Page 15 - Dalam Bingkai Kesabaran
P. 15
“Apa mungkin saya bisa diterima?” Tanyaku ragu. “Kamu
kan dari keluarga mampu. Ibumu juga seorang guru. Ibumu
tentu punya banyak teman di sekolah itu.”
“Nilaimu kan bagus. Kamu cukup pintar. Yakinlah kamu
akan diterima. Kita bisa belajar di sekolah yang sama lagi.”
Sahabatku meyakinkanku.
Hati kecilku mulai terusik. Rasanya sayang juga jika harus
berpisah dengan Rina. Bahkan teman sebangku pun juga
masuk ke sekolah itu. Aku mulai terbujuk. Keinginan masuk
ke SMP tempat kakakku belajar, mulai kendur. Aku
bayangkan bisa bersekolah di tempat teman-teman SD yang
sudah akrab denganku. Banyak yang meyakinkan bahwa aku
akan diterima. Orangtuaku pun menyerahkan pilihan
kepadaku. Aku dengan keyakinan diri mendaftar bersama
Rina, sahabat sekaligus tetanggaku. Kami diantar kakak Rina.

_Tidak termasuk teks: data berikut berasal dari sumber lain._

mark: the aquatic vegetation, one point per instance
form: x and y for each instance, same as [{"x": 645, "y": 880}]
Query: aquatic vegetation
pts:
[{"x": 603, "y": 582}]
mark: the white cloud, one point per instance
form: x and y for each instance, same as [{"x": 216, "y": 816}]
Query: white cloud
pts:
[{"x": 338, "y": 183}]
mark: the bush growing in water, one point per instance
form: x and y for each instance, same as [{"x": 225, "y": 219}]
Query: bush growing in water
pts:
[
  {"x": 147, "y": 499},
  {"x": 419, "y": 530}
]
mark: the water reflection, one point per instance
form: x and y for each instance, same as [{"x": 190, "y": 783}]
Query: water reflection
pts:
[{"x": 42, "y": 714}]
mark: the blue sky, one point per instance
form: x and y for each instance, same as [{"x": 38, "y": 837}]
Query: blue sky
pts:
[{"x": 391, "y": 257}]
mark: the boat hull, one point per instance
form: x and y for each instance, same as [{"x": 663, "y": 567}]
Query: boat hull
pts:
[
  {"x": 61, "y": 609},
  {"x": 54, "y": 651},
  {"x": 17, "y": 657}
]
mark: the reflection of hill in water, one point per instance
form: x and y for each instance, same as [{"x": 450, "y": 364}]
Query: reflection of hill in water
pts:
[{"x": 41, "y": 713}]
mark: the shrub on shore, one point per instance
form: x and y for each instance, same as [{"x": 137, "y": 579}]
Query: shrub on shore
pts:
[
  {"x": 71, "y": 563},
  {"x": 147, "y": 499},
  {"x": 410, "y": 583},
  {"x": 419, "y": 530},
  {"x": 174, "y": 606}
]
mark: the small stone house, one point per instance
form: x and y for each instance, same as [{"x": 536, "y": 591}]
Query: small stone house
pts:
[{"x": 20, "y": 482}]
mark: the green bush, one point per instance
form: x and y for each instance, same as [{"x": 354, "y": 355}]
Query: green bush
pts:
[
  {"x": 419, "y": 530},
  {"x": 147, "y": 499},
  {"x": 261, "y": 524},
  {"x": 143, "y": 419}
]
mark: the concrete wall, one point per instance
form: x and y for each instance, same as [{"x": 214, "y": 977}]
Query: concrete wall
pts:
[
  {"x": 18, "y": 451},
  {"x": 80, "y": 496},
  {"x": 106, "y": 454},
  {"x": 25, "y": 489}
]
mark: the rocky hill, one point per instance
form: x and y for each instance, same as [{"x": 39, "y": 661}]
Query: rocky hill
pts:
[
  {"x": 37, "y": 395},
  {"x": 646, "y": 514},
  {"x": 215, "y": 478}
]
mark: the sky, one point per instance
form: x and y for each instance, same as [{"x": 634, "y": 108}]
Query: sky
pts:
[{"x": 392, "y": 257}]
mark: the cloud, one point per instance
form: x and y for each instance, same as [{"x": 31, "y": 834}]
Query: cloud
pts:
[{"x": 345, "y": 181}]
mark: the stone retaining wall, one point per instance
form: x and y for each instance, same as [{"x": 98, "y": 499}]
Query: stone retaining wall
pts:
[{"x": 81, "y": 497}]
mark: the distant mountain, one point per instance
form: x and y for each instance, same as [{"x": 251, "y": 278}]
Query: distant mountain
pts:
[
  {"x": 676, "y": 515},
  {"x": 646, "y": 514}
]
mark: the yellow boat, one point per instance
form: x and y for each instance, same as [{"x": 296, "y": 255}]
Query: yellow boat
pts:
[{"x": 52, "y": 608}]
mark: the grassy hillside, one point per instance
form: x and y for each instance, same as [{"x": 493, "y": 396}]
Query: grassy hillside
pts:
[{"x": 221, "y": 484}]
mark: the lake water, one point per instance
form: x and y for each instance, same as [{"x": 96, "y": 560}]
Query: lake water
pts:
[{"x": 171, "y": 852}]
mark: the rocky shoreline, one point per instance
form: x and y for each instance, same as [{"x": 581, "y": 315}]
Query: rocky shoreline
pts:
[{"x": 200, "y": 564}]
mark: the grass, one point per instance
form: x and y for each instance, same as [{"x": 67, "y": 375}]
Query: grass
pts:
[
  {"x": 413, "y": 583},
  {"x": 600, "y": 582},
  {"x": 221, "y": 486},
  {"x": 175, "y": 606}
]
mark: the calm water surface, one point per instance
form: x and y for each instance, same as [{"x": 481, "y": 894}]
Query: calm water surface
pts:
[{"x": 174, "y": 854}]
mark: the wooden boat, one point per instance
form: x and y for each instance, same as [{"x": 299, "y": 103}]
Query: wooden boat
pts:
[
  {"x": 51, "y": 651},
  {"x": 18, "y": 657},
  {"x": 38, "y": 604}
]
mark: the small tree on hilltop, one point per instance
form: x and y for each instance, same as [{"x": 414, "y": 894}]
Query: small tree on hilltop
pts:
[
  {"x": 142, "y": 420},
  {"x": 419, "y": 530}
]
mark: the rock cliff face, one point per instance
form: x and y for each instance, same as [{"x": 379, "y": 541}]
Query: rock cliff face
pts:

Waktu itu masuk ke SMP harus mengikuti tes seleksi. Aku
pun bersiap diri dan belajar lagi. Selama tes aku berusaha
mengerjakan dengan baik. Yang agak mengganjal di hatiku
saat aku mengisi formulir, disitu ada pertanyaan, apakah ada
saudara yang pernah bersekolah di SMP ini? Pertanyaan ini
memngganggu pikiranku. Tiba-tiba aku merasa ragu, jangan-
jangan aku nanti ditolak karena aku tidak punya saudara yang
bersekolah di situ. Entah karena itu atau karena hal yang lain,
akhirnya aku tidak diterima di sekolah favorit itu. Aku pulang
dengan hati sedih. Ada lima anak dari SD ku yang mendaftar
di sana diterima, kecuali diriku.
Aku pulang dengan perasaan tidak menentu. Aku sedih
menyampaikan kabar kepada ibu bahwa aku tidak diterima.